Hydrogen chloride emissions from combustion of raw and torrefied biomass

- Torrefied biomass was found to have much lower chlorine content than raw biomass.
- Torrefaction was found to preferentially reduce the chlorine content of low alkali biomass.
- Most of the biomass chlorine was released as HCl during torrefaction.
- HCl emissions from burning torrefied biomass were significantly lower than those from raw biomass.
- HCl emissions from burning low-alkali torrefied biomass were drastically lower than those from raw biomass.

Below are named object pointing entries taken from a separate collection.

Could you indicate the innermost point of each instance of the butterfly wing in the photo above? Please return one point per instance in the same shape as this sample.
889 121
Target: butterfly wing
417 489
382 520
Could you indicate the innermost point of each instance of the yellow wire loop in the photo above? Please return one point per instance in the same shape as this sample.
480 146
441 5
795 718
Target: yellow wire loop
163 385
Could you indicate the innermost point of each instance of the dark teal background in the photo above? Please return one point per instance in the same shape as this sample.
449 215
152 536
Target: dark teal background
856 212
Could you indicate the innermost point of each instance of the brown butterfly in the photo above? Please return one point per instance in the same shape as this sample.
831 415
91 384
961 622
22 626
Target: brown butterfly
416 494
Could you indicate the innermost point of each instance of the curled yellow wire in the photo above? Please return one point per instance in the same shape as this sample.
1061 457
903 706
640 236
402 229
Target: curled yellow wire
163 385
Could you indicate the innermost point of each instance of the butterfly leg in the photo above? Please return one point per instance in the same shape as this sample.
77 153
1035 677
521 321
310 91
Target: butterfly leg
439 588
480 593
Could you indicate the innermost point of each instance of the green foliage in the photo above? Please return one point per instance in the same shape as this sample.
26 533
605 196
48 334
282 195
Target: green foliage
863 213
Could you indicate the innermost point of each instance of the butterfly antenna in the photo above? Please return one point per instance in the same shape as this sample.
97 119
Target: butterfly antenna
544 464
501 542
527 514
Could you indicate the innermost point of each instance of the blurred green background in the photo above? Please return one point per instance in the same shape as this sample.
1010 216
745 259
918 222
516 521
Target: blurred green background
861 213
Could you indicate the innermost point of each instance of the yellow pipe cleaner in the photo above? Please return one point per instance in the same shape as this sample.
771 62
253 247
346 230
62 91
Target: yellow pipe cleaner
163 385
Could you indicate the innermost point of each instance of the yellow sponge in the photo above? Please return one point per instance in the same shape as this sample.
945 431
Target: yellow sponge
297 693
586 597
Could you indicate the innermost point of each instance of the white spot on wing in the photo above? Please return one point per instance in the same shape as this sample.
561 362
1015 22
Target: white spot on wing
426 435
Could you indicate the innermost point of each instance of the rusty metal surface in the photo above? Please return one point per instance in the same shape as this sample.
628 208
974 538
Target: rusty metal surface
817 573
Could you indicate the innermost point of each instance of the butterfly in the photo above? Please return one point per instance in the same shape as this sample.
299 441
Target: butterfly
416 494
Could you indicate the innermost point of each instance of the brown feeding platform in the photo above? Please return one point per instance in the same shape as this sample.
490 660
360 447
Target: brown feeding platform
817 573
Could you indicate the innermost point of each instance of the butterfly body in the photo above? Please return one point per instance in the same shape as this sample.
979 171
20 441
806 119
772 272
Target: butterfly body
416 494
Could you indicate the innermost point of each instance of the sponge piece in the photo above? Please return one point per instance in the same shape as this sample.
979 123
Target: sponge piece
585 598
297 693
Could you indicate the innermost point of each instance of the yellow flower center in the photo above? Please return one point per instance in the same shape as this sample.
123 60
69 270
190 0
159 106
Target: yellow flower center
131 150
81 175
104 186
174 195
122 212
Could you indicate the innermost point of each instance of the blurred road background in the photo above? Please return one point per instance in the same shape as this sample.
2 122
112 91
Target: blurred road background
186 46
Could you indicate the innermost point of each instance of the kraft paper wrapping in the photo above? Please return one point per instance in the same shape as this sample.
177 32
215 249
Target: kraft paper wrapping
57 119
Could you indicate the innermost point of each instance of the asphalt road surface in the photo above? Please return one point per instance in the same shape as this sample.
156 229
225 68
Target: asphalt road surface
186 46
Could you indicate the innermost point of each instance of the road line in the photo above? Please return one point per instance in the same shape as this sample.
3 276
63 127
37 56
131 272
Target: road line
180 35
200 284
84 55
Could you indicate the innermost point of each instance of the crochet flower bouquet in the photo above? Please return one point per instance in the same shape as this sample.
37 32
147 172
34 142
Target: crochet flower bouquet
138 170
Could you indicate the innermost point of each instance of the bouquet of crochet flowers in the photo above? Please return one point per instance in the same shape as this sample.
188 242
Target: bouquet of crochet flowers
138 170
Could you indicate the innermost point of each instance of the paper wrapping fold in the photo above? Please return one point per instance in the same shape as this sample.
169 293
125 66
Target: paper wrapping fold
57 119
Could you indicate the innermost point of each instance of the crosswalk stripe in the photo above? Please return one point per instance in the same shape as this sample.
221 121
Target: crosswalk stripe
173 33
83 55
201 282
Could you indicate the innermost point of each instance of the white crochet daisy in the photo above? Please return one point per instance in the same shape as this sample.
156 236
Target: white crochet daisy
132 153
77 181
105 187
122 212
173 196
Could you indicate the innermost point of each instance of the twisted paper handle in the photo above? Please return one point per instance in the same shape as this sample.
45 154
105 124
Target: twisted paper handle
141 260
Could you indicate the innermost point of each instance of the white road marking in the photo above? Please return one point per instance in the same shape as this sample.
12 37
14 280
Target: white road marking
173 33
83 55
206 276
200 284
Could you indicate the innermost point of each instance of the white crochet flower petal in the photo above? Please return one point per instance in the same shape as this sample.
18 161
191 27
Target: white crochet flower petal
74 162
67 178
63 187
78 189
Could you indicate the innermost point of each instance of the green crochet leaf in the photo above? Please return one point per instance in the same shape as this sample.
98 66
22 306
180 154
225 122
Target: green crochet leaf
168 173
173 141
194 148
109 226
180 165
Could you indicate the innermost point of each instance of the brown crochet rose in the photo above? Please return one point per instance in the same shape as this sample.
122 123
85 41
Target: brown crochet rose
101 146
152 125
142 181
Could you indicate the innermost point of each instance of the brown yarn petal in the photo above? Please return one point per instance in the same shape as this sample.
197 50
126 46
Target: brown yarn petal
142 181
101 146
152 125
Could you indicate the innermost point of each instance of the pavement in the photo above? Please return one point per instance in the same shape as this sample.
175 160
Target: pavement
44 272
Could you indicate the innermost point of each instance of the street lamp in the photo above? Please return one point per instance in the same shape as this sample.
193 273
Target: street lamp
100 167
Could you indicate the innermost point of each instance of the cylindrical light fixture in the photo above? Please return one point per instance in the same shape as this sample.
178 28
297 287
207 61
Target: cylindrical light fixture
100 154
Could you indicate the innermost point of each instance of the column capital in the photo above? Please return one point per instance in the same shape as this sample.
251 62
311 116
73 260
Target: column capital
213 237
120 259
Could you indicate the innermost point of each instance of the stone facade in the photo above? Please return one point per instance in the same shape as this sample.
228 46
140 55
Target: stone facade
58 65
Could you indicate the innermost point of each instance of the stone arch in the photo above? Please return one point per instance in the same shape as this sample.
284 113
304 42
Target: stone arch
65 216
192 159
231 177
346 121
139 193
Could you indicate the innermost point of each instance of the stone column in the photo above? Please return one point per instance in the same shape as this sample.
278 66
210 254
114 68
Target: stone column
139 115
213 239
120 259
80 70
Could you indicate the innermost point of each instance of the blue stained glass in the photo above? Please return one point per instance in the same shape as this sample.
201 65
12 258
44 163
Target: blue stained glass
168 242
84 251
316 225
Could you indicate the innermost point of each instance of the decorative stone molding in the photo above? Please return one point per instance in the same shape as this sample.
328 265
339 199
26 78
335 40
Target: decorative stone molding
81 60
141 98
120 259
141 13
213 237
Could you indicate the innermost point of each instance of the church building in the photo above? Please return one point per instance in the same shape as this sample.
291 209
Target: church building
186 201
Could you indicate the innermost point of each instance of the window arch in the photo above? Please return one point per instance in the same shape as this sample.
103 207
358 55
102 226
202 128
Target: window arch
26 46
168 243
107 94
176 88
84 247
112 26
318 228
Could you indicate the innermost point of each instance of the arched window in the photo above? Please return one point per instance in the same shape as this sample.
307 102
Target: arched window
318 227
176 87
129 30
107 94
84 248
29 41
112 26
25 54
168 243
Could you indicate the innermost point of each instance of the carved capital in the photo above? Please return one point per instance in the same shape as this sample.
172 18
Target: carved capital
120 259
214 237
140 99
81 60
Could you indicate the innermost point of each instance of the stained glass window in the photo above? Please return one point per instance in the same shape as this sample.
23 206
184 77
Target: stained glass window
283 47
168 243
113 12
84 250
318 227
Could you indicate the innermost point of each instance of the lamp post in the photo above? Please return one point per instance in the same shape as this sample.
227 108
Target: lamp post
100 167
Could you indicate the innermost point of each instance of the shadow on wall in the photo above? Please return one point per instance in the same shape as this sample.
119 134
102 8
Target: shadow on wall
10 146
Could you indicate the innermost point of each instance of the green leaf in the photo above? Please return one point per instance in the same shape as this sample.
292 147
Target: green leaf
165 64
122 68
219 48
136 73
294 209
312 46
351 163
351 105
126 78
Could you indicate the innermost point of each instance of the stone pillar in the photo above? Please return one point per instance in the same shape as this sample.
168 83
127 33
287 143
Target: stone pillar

Elevated emissions of hydrogen chloride (HCl) from combustion of biomass in utility boilers is a major issue as it can cause corrosion and, in combination with the high alkali content often encountered in these fuels, it can also deposit molten alkali chloride salts on the boiler's water tubes. Such deposition can impede heat transfer and cause further corrosion. This work torrefied and then burned herbaceous biomass (corn straw) as well as crop-derived biomass (olive residue and corn-based Distillers Dried Grains with Solubles, DDGS), all pulverized in the size range of 75-150 µm. It monitored the HCl emissions from torrefaction of biomass and, subsequently, the comparative HCl emissions from combustion of both raw and torrefied biomass. Results showed that during torrefaction most of the chlorine of biomass was released in the gas phase, predominately as HCl. Consequentially, combustion of torrefied biomass, which contained less chlorine than raw biomass, generated significantly lower HCl emissions than raw biomass, particularly so for biomass of low alkali content. This observation complements previous findings in this laboratory that torrefied biomass also generated lower SO2 emissions than raw biomass, albeit by a smaller factor. Both of these findings enhance the appeal of torrefied biomass as a substitute fuel in utility boilers.